For instance, maybe you deducted the cost of an expensive printing machine you purchased last year, bringing your taxable income down to $100,000 when in reality it was $200,000. There is no need to submit tax returns if you can prove your income using bank records.
Many financial institutions, including banks and mortgage lenders, avoid providing bank statement loans due to the higher risk they provide to the lender. For purchasers who don’t qualify for a conventional mortgage, Texas bank statement mortgage might be a terrific option.
How does a bank statement loan operate?
Application for a bank statement loan is not the same as for a conventional mortgage. When applying, you will need to submit to the lender with details about your firm (such as profit and loss records) and costs, as well as bank statements from the preceding year or two. You’ll need to provide financial records for both your personal and professional finances.
Lenders evaluating a bank statement will want to know things like the kind of company, the size of the staff, and whether or not the company has a physical presence.
There are advantages and disadvantages to both traditional loans and loans based on a borrower’s bank statement. Loans of this kind often feature a higher interest rate and a prepayment penalty. (This penalty may make it difficult to refinance the loan in the future.)
A bigger down payment may also be required, depending on your credit score. A credit score of 620 or higher is often required to qualify for a loan based on your bank statements, while those with scores of 700 or higher enjoy the best rates and conditions.

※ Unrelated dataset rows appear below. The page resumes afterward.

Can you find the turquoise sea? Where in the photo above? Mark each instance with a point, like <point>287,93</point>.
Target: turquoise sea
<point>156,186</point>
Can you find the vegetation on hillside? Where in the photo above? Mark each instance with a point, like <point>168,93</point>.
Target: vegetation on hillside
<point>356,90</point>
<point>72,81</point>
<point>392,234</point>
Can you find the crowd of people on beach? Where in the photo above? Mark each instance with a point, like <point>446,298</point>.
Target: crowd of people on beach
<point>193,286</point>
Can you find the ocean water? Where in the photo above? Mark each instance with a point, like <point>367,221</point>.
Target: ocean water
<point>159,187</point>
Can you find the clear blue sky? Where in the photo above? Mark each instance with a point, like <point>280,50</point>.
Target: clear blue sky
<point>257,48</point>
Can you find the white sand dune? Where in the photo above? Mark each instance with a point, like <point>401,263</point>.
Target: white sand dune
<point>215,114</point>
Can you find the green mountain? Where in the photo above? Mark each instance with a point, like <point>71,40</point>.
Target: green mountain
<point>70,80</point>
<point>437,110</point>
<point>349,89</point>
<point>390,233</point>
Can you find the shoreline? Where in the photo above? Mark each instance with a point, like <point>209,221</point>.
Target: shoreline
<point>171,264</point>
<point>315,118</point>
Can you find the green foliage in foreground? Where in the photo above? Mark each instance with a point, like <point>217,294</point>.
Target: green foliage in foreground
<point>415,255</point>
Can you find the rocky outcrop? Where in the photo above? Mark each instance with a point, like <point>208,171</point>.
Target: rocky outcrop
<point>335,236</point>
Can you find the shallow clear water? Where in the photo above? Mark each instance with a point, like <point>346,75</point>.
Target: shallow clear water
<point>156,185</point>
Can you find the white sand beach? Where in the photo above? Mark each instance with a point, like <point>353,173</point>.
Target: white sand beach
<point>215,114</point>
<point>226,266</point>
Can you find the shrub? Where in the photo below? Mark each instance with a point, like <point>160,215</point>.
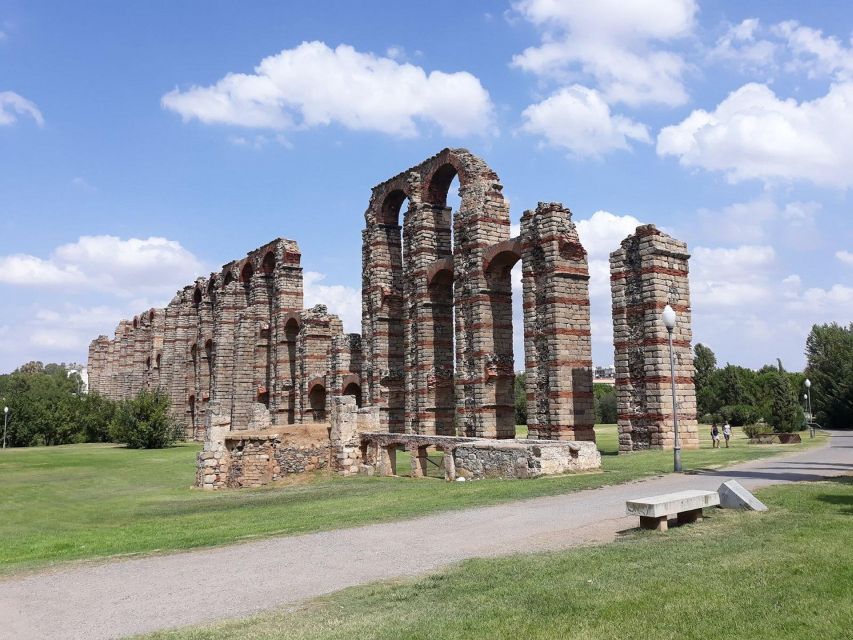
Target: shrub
<point>784,412</point>
<point>752,430</point>
<point>144,422</point>
<point>738,415</point>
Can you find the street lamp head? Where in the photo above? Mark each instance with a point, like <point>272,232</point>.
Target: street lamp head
<point>668,316</point>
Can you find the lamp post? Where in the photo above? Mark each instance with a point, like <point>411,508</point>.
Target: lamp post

Is a mortgage based on a bank statement right for you?
Businesses, sole proprietors, and independent contractors may all benefit from a bank statement loan.

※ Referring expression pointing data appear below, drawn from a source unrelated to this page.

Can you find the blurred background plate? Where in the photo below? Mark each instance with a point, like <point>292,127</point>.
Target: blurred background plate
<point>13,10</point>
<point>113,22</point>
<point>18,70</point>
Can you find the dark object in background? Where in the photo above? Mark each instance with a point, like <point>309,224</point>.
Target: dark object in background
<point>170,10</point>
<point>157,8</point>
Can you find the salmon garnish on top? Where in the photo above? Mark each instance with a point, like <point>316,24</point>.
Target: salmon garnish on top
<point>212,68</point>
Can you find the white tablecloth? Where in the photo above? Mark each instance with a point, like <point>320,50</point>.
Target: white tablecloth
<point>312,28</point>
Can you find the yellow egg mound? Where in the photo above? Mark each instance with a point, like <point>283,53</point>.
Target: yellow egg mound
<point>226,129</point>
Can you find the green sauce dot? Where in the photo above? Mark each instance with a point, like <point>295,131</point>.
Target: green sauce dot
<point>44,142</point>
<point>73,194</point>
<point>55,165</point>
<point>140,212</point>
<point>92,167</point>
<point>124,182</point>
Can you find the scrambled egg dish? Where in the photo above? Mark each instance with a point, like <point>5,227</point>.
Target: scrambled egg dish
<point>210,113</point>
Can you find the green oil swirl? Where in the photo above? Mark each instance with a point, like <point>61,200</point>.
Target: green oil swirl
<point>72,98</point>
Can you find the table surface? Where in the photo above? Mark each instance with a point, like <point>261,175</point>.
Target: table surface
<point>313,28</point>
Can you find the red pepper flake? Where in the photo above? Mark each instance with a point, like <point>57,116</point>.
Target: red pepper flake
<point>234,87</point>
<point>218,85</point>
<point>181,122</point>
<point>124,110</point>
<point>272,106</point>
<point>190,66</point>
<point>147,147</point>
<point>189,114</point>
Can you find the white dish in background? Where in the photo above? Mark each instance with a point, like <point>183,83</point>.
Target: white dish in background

This category generally includes full-time property investors who use the money they make to get bank statement loans.
If you are unable to prove your income via standard means, you may choose to apply for a loan based on your bank statements instead. Some companies, instead of making direct deposits, choose to pay their employees using prepaid cards.
Where to look for a bank statement loan?
A mortgage broker may be able to assist you in finding a mortgage lender that is willing to accept your bank statement as collateral. A broker’s relationships with many wholesale lenders allow them to provide their clients a wide range of mortgage products and financing options. Brokers usually charge the lender, who then transfers the expense onto you in the form of fees or a higher rate, rather than the borrower directly. If you’re looking into brokers, check that the ones you’re considering have expertise with bank statement loans and are licensed to practice in your state.

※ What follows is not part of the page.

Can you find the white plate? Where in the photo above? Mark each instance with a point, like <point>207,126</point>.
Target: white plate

Will a mortgage based on your bank statements meet your needs?
If your income is not accurately shown on your tax returns, a loan secured by your bank statements might be beneficial. But the truth is that many people who are self-employed may get conventional mortgages even if their income is unpredictable. When looking for a loan, it’s important to weigh all of your alternatives, since the drawbacks of bank statement loans might be significant.
If your monthly salary is sufficient to get a more conventional loan, you should never resort to borrowing money against your bank statements.